94. The method of claim 93, wherein said cell is selected from the group consisting of Rhodobacter and Sphingomonas cells.

95. The method of claim 93, wherein said isoprenoid is CoQ(10).

96. The method of claim 93, wherein said at least one polypeptide has DDS, DXS, ODS, SDS, DXR, 4-diphosphocytidyl-2C-methyl-D-erythritol synthase, 4-diphosphocytidyl-2C-methyl-D-erythritol kinase, or chorismate lyase activity.

97. The method of claim 93, wherein said at least one polypeptide is a UbiC polypeptide or a LytB polypeptide.

98. The method of claim 93, wherein said cell comprises a non-functional crtE sequence, ppsR sequence, or ccoN sequence.

99. The method of claim 93, wherein said cell comprises a non-functional crtE sequence, ppsR sequence, and ccoN sequence.

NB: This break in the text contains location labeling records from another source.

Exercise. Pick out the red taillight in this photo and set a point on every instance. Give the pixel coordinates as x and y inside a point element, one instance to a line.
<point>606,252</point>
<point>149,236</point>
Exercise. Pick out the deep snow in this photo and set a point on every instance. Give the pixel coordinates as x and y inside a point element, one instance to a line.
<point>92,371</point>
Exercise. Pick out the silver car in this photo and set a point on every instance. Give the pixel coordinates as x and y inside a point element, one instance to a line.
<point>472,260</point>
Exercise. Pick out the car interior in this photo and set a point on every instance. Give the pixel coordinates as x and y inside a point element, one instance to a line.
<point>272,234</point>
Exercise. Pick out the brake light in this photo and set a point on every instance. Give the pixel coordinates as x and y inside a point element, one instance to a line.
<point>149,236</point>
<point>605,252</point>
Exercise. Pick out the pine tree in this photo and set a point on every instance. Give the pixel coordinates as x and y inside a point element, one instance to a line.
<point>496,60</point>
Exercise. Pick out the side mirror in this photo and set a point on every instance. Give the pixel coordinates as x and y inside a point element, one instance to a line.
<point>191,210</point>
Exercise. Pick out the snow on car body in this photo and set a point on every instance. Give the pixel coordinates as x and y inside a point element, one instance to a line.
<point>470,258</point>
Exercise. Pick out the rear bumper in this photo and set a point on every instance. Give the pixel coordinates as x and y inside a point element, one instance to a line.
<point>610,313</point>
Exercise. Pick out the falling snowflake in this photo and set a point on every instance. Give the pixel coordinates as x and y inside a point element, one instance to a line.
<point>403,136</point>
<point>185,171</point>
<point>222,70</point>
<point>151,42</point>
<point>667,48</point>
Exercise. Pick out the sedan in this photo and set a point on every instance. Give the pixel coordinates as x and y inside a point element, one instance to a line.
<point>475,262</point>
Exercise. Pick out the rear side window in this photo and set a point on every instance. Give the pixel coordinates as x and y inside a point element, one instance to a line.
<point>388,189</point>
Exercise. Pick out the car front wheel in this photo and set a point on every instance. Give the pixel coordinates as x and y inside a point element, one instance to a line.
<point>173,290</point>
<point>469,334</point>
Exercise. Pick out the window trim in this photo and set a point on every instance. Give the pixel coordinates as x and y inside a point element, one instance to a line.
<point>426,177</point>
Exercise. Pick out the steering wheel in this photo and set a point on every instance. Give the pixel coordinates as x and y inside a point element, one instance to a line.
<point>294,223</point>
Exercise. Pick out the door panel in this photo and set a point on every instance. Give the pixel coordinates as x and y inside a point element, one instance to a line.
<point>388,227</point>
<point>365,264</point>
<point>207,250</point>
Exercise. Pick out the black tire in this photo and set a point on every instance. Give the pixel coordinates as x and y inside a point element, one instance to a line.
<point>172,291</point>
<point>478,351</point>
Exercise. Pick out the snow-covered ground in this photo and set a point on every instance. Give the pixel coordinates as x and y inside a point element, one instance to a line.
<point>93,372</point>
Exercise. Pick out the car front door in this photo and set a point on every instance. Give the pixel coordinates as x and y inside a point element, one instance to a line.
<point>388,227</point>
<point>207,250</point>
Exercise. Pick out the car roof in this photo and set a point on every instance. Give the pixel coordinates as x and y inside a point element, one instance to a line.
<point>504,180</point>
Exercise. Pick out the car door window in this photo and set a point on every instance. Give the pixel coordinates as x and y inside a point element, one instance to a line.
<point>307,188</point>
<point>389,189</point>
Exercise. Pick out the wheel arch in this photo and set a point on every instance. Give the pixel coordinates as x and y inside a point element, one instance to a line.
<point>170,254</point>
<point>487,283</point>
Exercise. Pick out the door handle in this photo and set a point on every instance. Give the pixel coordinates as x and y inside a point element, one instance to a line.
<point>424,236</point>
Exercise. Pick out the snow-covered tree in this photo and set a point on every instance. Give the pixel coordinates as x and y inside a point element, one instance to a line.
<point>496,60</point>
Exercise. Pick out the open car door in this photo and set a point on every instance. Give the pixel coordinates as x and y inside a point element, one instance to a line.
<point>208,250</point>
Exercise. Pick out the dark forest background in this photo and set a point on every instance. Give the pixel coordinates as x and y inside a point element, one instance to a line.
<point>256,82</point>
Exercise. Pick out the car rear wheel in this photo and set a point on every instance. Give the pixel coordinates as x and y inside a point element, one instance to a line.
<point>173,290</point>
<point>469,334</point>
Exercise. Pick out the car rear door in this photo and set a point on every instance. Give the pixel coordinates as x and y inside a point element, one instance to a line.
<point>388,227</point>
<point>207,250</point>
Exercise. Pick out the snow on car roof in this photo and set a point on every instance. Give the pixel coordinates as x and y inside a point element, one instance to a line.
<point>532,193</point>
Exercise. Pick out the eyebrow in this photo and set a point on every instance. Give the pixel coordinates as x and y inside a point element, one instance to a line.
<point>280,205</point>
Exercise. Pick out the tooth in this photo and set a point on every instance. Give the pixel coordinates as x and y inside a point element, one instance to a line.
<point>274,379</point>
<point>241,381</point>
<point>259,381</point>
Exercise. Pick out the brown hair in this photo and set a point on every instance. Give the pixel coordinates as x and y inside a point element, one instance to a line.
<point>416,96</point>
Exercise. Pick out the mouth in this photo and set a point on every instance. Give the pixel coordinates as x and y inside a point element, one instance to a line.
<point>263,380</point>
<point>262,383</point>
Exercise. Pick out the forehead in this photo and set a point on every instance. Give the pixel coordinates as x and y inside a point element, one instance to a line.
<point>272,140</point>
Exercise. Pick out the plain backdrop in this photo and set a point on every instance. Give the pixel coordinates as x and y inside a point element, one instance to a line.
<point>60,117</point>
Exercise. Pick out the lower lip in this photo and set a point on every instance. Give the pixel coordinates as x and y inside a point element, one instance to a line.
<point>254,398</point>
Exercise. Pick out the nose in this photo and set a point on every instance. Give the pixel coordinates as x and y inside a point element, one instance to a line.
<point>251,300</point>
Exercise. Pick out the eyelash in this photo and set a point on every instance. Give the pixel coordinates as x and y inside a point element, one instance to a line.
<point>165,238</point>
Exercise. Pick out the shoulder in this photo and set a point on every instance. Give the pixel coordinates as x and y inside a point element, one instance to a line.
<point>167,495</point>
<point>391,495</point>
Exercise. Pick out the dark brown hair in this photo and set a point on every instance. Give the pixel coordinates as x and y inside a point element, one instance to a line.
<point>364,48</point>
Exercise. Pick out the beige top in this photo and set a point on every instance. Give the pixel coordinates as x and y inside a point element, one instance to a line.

100. The method of claim 93, wherein said cell comprising a genomic deletion, wherein said deletion comprises at least a portion of a crtE sequence, ppsR sequence, or ccoN sequence, and wherein said cell comprises a non-functional crtE sequence, ppsR sequence, or ccoN sequence.

101. A method for making an isoprenoid, said method comprising culturing a genetically modified cell under conditions wherein said cell produces said isoprenoid.

102. The method of claim 101, wherein said isoprenoid is CoQ(10).

103. The method of claim 101, wherein said cell comprises an exogenous nucleic acid.

104. The method of claim 101, wherein said cell comprises a genomic deletion.